Budynek pochłonął dotychczas 150 milionów złotych i ciągle mu mało. Powiedzmy sobie szczerze, te pieniądze się nie zwrócą. Tłumy wiernych nie będą tam przyjeżdżały, by w nabożnym podziwie napawać się wspaniałością swojego kościoła – dotyka nas sekularyzacja, Licheń nie tak daleko, a ramiona Chrystusa spod Świebodzina są rekordowo długie (dłuższe ma tylko ten z Rio). Wystarczy, naprawdę wystarczy!

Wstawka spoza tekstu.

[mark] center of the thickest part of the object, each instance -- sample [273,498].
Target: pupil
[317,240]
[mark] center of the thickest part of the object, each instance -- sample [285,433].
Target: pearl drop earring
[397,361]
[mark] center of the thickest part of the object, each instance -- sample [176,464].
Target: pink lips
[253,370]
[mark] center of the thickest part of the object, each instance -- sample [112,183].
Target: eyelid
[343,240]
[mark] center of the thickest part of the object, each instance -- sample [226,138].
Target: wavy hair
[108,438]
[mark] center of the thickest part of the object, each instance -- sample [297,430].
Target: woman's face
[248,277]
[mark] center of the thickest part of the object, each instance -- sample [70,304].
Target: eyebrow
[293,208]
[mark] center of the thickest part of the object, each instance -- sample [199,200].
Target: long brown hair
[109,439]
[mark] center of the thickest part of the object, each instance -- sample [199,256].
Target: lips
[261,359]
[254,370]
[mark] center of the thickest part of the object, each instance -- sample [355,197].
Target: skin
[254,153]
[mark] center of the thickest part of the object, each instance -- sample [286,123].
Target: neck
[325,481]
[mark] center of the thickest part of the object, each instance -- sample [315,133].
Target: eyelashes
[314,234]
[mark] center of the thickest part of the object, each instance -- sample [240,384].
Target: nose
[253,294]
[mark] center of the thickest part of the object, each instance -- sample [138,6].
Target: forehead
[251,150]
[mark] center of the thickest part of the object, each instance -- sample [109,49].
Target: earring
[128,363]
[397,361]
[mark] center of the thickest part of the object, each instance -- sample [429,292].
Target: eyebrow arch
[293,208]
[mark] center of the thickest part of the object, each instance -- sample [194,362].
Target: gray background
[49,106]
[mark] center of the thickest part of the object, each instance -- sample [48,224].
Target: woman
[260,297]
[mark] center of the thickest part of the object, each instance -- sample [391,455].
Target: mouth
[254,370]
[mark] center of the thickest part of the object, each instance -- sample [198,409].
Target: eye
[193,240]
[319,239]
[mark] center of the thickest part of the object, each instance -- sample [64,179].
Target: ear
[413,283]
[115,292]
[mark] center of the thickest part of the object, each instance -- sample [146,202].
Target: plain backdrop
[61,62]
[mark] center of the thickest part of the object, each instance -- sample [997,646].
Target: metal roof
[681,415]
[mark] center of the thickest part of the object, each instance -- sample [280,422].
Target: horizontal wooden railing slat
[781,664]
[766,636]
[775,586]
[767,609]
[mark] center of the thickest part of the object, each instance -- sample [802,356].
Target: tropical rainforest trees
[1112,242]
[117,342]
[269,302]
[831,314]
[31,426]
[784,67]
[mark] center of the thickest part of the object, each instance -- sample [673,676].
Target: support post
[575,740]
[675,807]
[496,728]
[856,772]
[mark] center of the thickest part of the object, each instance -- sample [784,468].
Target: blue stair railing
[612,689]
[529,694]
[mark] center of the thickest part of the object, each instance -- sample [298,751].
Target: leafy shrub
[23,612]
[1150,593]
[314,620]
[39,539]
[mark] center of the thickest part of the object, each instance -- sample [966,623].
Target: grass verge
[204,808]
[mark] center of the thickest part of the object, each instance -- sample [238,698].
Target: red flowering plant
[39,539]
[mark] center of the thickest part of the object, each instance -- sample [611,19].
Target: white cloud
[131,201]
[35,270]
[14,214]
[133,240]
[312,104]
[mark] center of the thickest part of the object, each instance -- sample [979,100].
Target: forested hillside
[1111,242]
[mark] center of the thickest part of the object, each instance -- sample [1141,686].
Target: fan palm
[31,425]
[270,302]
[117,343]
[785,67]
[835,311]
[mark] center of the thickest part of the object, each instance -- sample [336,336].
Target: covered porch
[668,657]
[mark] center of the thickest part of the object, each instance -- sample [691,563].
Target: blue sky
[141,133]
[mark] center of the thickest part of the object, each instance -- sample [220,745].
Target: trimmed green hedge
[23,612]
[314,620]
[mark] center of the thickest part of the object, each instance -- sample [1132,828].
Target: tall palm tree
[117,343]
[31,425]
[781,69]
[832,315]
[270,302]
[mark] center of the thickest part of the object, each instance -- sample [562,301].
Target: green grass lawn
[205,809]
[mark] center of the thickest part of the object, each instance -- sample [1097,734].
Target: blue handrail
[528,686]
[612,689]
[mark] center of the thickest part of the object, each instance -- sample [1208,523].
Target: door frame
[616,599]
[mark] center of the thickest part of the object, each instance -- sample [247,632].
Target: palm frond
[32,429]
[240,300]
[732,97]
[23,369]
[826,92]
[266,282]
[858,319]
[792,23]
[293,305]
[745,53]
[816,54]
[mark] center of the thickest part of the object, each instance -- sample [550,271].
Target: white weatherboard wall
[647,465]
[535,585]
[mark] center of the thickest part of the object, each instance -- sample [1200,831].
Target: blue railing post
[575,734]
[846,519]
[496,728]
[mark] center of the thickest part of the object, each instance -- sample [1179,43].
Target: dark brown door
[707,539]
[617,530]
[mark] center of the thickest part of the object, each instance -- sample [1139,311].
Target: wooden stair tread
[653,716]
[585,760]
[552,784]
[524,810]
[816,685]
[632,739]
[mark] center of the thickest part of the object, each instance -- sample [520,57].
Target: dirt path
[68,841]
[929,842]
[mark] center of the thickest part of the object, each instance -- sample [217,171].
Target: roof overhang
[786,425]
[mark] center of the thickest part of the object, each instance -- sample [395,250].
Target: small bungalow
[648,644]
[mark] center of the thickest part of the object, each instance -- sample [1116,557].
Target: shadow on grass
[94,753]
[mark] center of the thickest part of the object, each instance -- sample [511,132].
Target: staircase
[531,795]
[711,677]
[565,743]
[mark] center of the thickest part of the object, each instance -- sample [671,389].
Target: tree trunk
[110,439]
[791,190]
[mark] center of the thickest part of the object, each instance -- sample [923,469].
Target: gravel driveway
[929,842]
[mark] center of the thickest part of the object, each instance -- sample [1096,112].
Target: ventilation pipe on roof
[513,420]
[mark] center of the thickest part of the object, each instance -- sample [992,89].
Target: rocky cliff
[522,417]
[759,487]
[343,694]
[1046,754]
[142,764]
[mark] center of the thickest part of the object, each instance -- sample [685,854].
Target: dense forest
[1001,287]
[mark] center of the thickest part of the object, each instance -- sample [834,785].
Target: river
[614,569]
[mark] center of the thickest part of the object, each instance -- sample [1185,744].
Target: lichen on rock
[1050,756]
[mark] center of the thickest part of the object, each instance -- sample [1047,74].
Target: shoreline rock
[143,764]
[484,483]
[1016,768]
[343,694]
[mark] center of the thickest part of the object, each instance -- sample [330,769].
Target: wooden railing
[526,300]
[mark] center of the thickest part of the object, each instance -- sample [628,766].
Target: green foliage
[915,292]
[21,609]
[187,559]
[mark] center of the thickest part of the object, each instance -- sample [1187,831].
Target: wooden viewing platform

Znawcy współczesnej architektury i zwykli przechodnie obdarzeni gustem już teraz odwracają wzrok, starając się patrzeć na drugą stronę ulicy, na kojącą bryłę Pałacu w Wilanowie. Nie staną pod tą świątynią kolejki jak do Muzeów Watykańskich, nie będzie to miejsce wzruszenia i zadumy. Jeśli już, to zadumy nad złym gustem, nad wyrzuconymi w błoto milionami, za które można było zrobić dobrą sztukę współczesną, odrestaurować kilka zabytków, ufundować wiele stypendiów dla artystów, podnieść poziom debaty publicznej. A przede wszystkim dofinansować polskie uczelnie artystyczne, bo w takiej Akademii nikt nie dorzuci się studentowi nawet do ołówka, zaś spośród absolwentów warszawskiej ASP artystami zostaje średnio 2 proc. Z powodu przyzwyczajeń jak sądzę: do jedzenia i posiadania dachu nad głową.
Nie chce się nawet zastanawiać nad tym, dlaczego moje świeckie podatki są przeznaczane na wznoszenie kolejnego budynku dla Kościoła Katolickiego. Dlaczego arbitralnie uznano, że ja się mam ochotę do tego dołożyć? Ale najbardziej – i tu pewnie jestem w mniejszości, bo spór koncentruje się wokół spraw światopoglądowych – najbardziej, wręcz do białości, wkurza mnie to, że wykorzystano moją ciężko zarobioną forsę na budowę takiego paskudztwa! I trudno mi o dystans cechujący wypowiedzi Antoniego Słonimskiego, który Pałac Kultury nazwał „małym, ale gustownym”. Jestem ciekawa, jak skomentowałby tę makabrę.